Voici maintenant une ½uvre de Platon, dans laquelle il fait parler Socrate (dont il a été le disciple), et Ménon. D'où le titre Ménon :-) (ou de la vertu...) Ainsi après avoir vu ce qu'est la justice, nous allons voir la vertu, nous permettant d'être juste...

Ménon veut savoir si la vertu est innée ou pas, Socrate lui répond qu'étant donné qu'il ne sait pas réellement ce qu'est la vertu, il ne peut rien dire à son sujet... Donc ils vont d'abord tenté de répondre à cette question...

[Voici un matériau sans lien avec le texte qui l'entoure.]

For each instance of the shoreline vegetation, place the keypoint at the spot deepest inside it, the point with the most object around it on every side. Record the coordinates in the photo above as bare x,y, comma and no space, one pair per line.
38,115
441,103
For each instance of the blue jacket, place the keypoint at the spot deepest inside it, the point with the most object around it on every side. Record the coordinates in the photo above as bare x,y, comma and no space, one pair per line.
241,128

Pour Ménon il y a plusieurs vertus selon les personnes. Par exemple l'homme a la vertu de prendre soin de l'Etat et de ses concitoyens, la femme a la vertu de prendre soin de la maison et d'être docile à son mari, et bien sûr il ne s'agit pas de la même vertu pour le petit garçon, la petite fille, le maître, l'esclave...
Mais Socrate lui ne veut pas plusieurs vertus, il cherche le point commun à toutes ces vertus... Pour lui, la vertu ne se dissocie pas de la sagesse et de la justice. Ménon rajoute à cela le courage, la prudence, "et d'autres en foules". Socrate fait alors remarquer que même si c'est d'une autre façon, il y en a encore plusieurs, alors que l'on cherche l'unique essence de la vertu (ce qui est assez intéressant c'est que la vertu est l'essence des choses, c'est pour ça que l'on parle de la vertu des plantes... Donc nous sommes en train de chercher la vertu de la vertu :-) )

Ménon propose alors le fait d'être capable de commander. Socrate répond à cela, que ce n'est pas possible car l'esclave a une vertu, et si c'est celle de commander, il n'est plus esclave.

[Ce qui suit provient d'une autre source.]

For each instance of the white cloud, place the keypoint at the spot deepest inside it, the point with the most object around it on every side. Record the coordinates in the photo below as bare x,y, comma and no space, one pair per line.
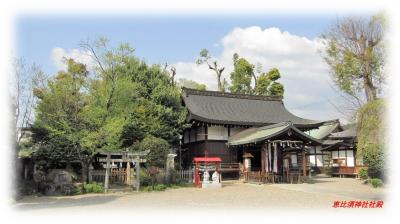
304,73
60,55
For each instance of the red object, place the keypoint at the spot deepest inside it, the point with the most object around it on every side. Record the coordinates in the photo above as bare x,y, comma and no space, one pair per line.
203,160
207,159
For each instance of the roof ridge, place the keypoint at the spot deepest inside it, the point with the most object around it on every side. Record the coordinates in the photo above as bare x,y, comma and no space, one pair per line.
188,91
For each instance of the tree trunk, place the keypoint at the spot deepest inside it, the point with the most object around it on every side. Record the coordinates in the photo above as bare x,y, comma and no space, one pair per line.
85,171
219,82
68,166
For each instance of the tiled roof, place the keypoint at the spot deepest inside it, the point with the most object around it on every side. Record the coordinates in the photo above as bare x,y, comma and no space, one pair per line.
255,135
239,109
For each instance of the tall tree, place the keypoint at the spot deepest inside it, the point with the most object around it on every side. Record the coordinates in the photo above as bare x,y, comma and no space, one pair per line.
267,84
241,75
371,140
355,54
26,81
191,84
205,57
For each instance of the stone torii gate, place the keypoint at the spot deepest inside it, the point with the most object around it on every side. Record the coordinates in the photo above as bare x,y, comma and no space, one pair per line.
127,157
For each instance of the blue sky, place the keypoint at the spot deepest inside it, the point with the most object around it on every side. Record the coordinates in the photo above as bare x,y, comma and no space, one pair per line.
158,39
286,41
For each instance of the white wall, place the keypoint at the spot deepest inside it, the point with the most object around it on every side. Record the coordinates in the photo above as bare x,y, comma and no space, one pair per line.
350,158
218,133
201,133
236,130
186,137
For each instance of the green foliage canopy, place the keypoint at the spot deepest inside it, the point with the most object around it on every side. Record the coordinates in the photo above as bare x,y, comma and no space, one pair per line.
371,136
241,76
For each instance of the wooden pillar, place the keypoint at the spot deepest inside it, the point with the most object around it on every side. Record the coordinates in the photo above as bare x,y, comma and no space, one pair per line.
106,178
128,172
137,166
263,158
303,153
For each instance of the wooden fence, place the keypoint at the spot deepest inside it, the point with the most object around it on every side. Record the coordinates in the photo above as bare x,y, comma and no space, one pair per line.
118,175
185,175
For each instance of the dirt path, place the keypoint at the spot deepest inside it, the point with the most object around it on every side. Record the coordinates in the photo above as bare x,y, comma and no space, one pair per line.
320,195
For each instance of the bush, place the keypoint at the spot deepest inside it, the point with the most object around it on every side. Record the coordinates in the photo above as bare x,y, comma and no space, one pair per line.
145,178
159,149
376,182
363,173
93,188
160,187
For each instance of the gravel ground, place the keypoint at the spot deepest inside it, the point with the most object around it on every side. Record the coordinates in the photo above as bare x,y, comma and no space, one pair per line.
233,195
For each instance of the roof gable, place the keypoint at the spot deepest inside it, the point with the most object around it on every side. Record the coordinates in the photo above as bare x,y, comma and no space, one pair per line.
239,109
256,135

Alors Ménon propose le fait d'avoir le désir des bonnes choses et d'être capable de les obtenir.
Socrate répond que pour ce qui est du désir des bonnes choses, tout le monde l'a, puisque personne ne se veut de malheur, et ceux qui désirent les mauvaises choses c'est en pensant qu'elles sont bonnes, donc ils désirent les bonnes choses.
Ensuite pour ce qui est d'être capable d'obtenir les bonnes choses, cela ne veut rien dire si ce n'est pas fait avec justice, puisque les bonnes choses sont les choses justes. Etant donné que la justice est une espèce de vertu, comme on l'a dit, alors dire que la vertu c'est obtenir les bonnes choses revient à dire que la vertu est un action accompagnée d'une espèce de vertu... (Donc on tourne en rond...)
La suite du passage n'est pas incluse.